You may be wondering who are you people, and why are you so picky about really high quality video and still images?
I have a BS and MS from MIT, but rather than a traditional job out of college I got seduced into news photography. I spent about 15 years as a photographer, mostly with Associated Press, which meant I traveled to major stories, and had to make shoot pictures and transmit them electronically so they could appear on the front pages of newspapers around the world.
It was an extremely competitive job. On major stories (shuttle launches, Presidential trips, Olympics, Super Bowls, Pope trips, wars, etc) you were frequently elbow-to-elbow with competitors from UPI, Reuters, the New York Times, Time, Newsweek and others, and your job was to get the best picture: if you lost, your competition’s picture was on the front page all over the world the next day, and everyone knew you had been beaten. Win, and everyone thought you were a hero. You pretty quickly decided which felt better!
Early on I started watching the people who would win day in and day out, and what I saw was they didn’t do any one thing massively better than their competition: instead they did EVERYTHING 5% better than the person next to them. They changed lenses a little faster, they picked a slightly better angle, their timing was just a hair better, and taken in combination, their photos were visibly better, time and time again. Add up those 5% differences, and pretty soon you had a 40% better picture.
As you might imagine ,a no-brainer advantage was to have a sharper picture: hold two choices side by side (yes, pictures were printed back then!) and the sharper one would be the obvious choice. Image quality was a huge differentiator: you did everything you could to use the crispest lens, the right shutter speed, the right technique. If you had a choice of shooting through a window, or opening the window and shooting directly at the subject, you ALWAYS opened the window.
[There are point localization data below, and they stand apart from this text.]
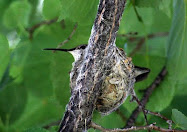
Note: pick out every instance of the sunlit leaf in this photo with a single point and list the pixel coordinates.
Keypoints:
(17, 14)
(13, 99)
(179, 118)
(55, 5)
(176, 47)
(4, 54)
(81, 11)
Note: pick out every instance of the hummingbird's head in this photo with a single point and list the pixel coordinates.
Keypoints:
(77, 52)
(141, 73)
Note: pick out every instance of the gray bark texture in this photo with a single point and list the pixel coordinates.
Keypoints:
(96, 63)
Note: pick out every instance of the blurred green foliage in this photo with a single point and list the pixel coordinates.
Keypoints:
(34, 84)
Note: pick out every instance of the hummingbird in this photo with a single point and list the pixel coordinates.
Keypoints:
(114, 89)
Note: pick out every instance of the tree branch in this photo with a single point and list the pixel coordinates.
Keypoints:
(95, 64)
(134, 128)
(145, 98)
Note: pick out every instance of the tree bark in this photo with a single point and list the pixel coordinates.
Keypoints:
(94, 67)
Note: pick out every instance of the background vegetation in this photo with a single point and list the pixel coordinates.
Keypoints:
(34, 84)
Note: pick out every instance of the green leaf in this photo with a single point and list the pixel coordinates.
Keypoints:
(4, 54)
(109, 121)
(13, 99)
(55, 5)
(176, 46)
(36, 74)
(179, 118)
(82, 11)
(17, 14)
(38, 113)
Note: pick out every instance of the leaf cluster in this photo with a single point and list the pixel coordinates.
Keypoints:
(34, 84)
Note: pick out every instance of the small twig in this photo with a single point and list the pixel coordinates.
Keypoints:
(134, 128)
(33, 28)
(161, 116)
(146, 96)
(118, 111)
(69, 37)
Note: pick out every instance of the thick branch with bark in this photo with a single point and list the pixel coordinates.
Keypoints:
(93, 69)
(134, 128)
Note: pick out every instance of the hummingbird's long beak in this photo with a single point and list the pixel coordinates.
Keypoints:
(65, 50)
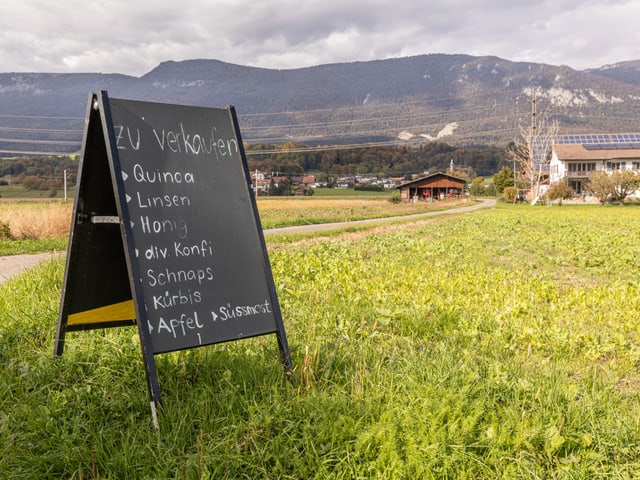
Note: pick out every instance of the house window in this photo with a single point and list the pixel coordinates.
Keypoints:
(581, 169)
(616, 165)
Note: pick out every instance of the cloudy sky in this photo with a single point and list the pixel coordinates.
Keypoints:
(133, 36)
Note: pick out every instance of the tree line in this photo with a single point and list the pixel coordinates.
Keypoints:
(43, 173)
(38, 173)
(290, 158)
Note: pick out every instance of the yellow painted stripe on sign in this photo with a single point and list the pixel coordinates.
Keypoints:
(110, 313)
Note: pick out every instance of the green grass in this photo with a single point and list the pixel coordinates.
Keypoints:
(18, 247)
(497, 344)
(19, 192)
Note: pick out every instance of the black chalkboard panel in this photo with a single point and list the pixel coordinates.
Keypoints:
(195, 243)
(165, 232)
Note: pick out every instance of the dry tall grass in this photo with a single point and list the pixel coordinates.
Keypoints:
(38, 220)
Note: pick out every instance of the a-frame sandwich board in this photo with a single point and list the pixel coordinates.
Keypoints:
(165, 233)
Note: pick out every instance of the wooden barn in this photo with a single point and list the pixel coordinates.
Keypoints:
(436, 186)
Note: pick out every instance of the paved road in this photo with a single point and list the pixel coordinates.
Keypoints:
(16, 264)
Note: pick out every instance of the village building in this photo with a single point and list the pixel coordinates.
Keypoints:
(436, 186)
(573, 163)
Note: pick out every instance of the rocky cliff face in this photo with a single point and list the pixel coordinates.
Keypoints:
(456, 98)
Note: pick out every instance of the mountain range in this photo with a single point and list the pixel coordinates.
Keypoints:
(460, 99)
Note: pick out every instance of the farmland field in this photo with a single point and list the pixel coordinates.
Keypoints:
(28, 226)
(498, 344)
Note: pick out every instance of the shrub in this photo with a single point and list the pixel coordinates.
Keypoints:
(510, 194)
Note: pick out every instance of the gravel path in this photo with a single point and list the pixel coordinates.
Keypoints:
(16, 264)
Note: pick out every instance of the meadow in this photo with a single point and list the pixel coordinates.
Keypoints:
(502, 343)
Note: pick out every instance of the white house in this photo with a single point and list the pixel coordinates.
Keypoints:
(574, 163)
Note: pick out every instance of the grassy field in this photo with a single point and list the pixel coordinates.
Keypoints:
(28, 226)
(498, 344)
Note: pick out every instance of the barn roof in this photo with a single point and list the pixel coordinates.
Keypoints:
(579, 152)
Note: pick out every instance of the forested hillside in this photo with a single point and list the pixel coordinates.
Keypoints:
(460, 99)
(380, 161)
(44, 173)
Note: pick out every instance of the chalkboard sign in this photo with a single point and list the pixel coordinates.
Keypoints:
(166, 232)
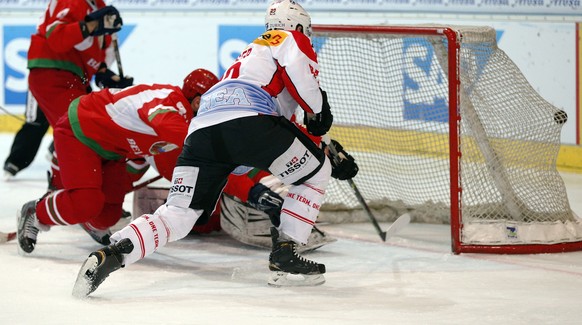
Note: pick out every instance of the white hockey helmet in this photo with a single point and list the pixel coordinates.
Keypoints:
(287, 15)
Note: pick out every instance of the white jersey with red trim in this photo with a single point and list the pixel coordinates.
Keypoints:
(272, 76)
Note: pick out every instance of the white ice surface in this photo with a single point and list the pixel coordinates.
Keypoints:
(411, 279)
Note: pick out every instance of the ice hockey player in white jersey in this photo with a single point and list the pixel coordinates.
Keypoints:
(244, 120)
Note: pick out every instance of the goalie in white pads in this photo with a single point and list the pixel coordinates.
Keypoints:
(251, 204)
(244, 121)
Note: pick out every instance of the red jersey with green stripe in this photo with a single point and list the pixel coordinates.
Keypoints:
(135, 122)
(59, 43)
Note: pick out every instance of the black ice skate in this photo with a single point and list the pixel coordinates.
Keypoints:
(99, 265)
(28, 228)
(100, 236)
(289, 268)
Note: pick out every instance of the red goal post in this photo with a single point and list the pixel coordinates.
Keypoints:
(444, 125)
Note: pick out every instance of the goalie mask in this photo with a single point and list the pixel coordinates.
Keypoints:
(287, 15)
(197, 83)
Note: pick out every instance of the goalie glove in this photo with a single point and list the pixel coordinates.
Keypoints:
(343, 166)
(262, 198)
(108, 18)
(319, 123)
(105, 78)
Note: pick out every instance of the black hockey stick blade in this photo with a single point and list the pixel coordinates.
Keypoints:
(398, 225)
(360, 198)
(6, 237)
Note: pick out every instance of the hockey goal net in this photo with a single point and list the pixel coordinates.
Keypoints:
(445, 126)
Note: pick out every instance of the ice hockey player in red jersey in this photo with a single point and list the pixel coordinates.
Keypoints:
(68, 49)
(101, 132)
(244, 121)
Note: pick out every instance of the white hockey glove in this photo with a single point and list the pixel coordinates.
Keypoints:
(319, 123)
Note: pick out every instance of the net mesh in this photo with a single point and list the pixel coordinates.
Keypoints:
(390, 97)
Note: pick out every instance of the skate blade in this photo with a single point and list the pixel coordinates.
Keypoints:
(83, 285)
(284, 279)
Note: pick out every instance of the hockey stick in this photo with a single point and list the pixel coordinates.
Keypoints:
(398, 225)
(6, 237)
(359, 196)
(117, 55)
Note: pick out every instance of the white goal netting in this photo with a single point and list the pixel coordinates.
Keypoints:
(390, 92)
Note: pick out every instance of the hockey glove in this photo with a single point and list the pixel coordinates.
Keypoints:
(319, 123)
(343, 166)
(109, 21)
(105, 78)
(262, 198)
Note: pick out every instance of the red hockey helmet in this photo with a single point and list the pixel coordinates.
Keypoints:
(198, 82)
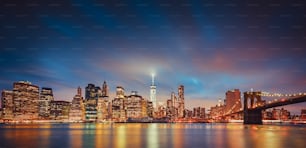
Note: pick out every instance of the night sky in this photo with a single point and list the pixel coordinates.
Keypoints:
(209, 47)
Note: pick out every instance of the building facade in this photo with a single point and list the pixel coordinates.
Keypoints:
(59, 110)
(77, 110)
(119, 105)
(153, 92)
(7, 105)
(232, 101)
(25, 98)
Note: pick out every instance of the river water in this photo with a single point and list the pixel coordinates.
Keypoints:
(152, 135)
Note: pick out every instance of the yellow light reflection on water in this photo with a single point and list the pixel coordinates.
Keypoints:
(76, 131)
(177, 135)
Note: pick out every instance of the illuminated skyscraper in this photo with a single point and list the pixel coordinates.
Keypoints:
(46, 96)
(77, 110)
(104, 89)
(79, 92)
(7, 104)
(119, 105)
(153, 92)
(25, 100)
(181, 100)
(232, 101)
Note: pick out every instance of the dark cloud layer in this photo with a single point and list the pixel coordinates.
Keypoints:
(209, 47)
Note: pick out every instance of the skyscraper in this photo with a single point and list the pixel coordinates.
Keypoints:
(46, 96)
(232, 101)
(92, 93)
(7, 104)
(181, 101)
(25, 100)
(119, 105)
(153, 92)
(76, 112)
(79, 92)
(104, 90)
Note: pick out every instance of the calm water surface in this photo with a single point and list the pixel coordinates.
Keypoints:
(152, 135)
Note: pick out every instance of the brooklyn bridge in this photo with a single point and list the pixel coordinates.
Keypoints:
(254, 105)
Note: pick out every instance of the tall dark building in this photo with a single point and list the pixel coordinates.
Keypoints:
(181, 101)
(79, 91)
(232, 101)
(44, 102)
(7, 105)
(25, 97)
(92, 93)
(105, 90)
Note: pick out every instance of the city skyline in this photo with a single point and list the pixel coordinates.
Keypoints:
(209, 48)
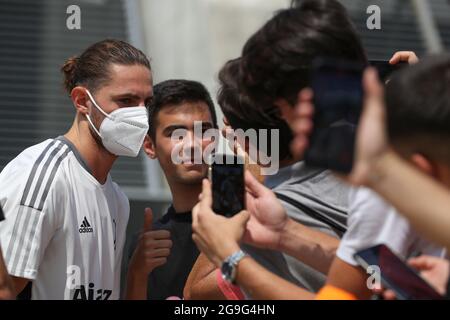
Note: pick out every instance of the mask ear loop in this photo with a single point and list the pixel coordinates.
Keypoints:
(100, 109)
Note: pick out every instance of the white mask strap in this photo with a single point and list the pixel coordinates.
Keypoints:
(95, 104)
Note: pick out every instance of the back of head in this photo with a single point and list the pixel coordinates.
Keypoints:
(176, 92)
(241, 114)
(276, 60)
(418, 108)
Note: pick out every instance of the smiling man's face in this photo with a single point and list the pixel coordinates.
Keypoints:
(171, 119)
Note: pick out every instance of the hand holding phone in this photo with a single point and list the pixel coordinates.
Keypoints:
(396, 274)
(228, 187)
(386, 69)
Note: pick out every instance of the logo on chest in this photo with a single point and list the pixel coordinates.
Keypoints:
(85, 227)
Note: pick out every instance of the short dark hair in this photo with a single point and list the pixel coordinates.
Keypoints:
(175, 92)
(239, 111)
(418, 107)
(91, 68)
(277, 59)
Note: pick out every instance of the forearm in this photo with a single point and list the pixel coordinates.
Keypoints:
(261, 284)
(136, 287)
(418, 197)
(205, 289)
(201, 283)
(312, 247)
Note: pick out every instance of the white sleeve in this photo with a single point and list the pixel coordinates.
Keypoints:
(372, 221)
(28, 201)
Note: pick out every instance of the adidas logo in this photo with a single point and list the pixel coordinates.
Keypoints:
(85, 226)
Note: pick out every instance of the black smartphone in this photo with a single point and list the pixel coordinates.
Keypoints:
(338, 99)
(396, 274)
(226, 174)
(385, 69)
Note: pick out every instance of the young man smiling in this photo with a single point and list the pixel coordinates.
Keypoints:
(164, 253)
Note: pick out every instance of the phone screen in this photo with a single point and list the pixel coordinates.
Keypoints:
(397, 275)
(385, 69)
(228, 187)
(338, 95)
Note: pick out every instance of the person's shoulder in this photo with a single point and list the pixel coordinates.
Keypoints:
(121, 198)
(28, 157)
(30, 164)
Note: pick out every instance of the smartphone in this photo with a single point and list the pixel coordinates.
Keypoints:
(385, 69)
(396, 274)
(226, 174)
(338, 99)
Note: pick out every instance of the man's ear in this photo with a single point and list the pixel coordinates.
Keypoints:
(80, 99)
(287, 110)
(424, 165)
(149, 147)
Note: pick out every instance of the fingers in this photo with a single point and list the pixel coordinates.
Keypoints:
(420, 263)
(389, 295)
(152, 244)
(408, 56)
(372, 85)
(156, 262)
(241, 218)
(253, 185)
(148, 219)
(157, 235)
(206, 198)
(157, 253)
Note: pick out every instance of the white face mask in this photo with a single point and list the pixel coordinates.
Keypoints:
(123, 130)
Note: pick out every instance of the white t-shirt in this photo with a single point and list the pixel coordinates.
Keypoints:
(63, 229)
(371, 221)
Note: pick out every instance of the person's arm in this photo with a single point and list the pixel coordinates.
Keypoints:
(219, 243)
(422, 200)
(262, 284)
(270, 227)
(152, 251)
(354, 281)
(314, 248)
(201, 283)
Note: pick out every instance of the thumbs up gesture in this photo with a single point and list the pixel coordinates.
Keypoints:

These two lessons (do all the little things 5% better than anyone else, and always go for maximum quality) served me well through my shooting career (I placed second for the Pulitzer Prize in 1980), and then again starting in the late 80’s when I started a software company (we do very large, fast databases of digital images and documents, with customers like the White House, Pfizer, the New York Times, Worldvision, and law firms)). And those lessons have carried on to this project, as future blogs will hopefully illustrate.
But a project like this is not a one-man band. So I would like to introduce Richard Hardy. Richard was my role model growing up, I followed him to MIT, and he has led an amazing career, initially as a “rocket scientist” (no kidding) with Boeing. He worked on the Saturn 5, and then projects like the B-1 bomber, the Air Launched Cruise Missile, and he was Boeing’s program manager on the F-22 Raptor. He left Boeing to found Hardy Engineering, and the design work on this project has been a collaboration between Richard, his son Jonathan, and myself. For more about Richard see his bio on the “About Us” page, and be aware he has written a book called “The Program Manager: The Bull leading the Charge” which is a primer on the art of running a successful (and ethical) technology project, set in the context of a Cold War aerospace company.
In the course of this blog you will be introduced to other players and organizations, but this gives you an idea of who we are, and what our culture is.